Julian Krusche odkupił w roku 1896 budynki na działce nr 180 mieszczącej się u zbiegu ulic Długiej i Błotnej (obecnie ks. J. Popiełuszki) od Karola Anstadta – brandmajstra w zgierskiej Ochotniczej Straży Pożarnej. Była to wybudowana w 1890 roku okazała jednopiętrowa podpiwniczona kamienica z tremplem, czyli wysokim, użytkowym poddaszem. Architektem tego obiektu był znany w regionie inżynier Ignacy Markiewicz. Z boku budynku frontowego pozostawiono przejazd na podwórze, gdzie znajdywały się liczne pomieszczenia gospodarcze, takie jak: szopy, komórki, wozownia, lodownia, chlew, kurnik, ustępy oraz studnia, czyli wszystko, co było potrzebne do życia mieszkańcom. Z podwórza przechodziło się do ogrodu owocowo-warzywnego. Cała działka liczyła aż 6 000 m2 !
Państwo Krusche zajmowali dwunastopokojowe mieszkanie mieszczące się na całej pierwszej kondygnacji kamienicy. Znajdowały się w nim m.in.: salon, salonik, gabinety, sypialnie, jadalnia, kuchnia i łazienka. Parter wynajmował aptekarz – Bronisław Zaremba. Większą część tych pomieszczeń przeznaczył na mieszkanie, a w drugiej urządził swoją aptekę. Za osiem pokoi oraz kuchnię, Zaremba płacił Kruschom 1 650 rubli rocznie. Natomiast na utrzymanie własnego mieszkania z wszelkimi wygodami Państwo Krusche wydawali 1 750 rubli rocznie, czyli lokator prawie w pełni pokrywał ich wydatki.

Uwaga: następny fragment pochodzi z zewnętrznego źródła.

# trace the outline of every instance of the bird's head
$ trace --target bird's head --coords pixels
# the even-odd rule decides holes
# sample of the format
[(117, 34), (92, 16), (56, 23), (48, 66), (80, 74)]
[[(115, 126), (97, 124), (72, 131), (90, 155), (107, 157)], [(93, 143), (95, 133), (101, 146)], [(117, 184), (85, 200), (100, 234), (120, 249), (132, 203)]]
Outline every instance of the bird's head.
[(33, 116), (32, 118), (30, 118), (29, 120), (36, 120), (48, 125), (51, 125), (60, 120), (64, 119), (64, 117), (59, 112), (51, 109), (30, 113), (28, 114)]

Do dziś zachowała się tylko cząstka
Mieszkania w kamienicy miały bardzo wysoki standard. Nie chodzi tu tylko większą o liczbę pokoi, ale również ich wyposażenie. Fragmentarycznie wystrój mieszkania państwa Krusche obecnie można oglądać w Muzeum Miasta Zgierza. Wiemy, że to tylko część ich mebli i wyposażenia. Skąd? Z wykazów ruchomości domowych sporządzonych przez Towarzystwo Ubezpieczeniowe, które zachowały się w muzeum. Znajdziemy w nich informacje dotyczące mebli, różnych sprzętów domowych, książek, a nawet garderoby, bielizny, pościeli i złotych kosztowności! W roku 1925 nieruchomość została ubezpieczona od ognia na kwotę niewyobrażalną wtedy kwotę 21 000 dolarów amerykańskich.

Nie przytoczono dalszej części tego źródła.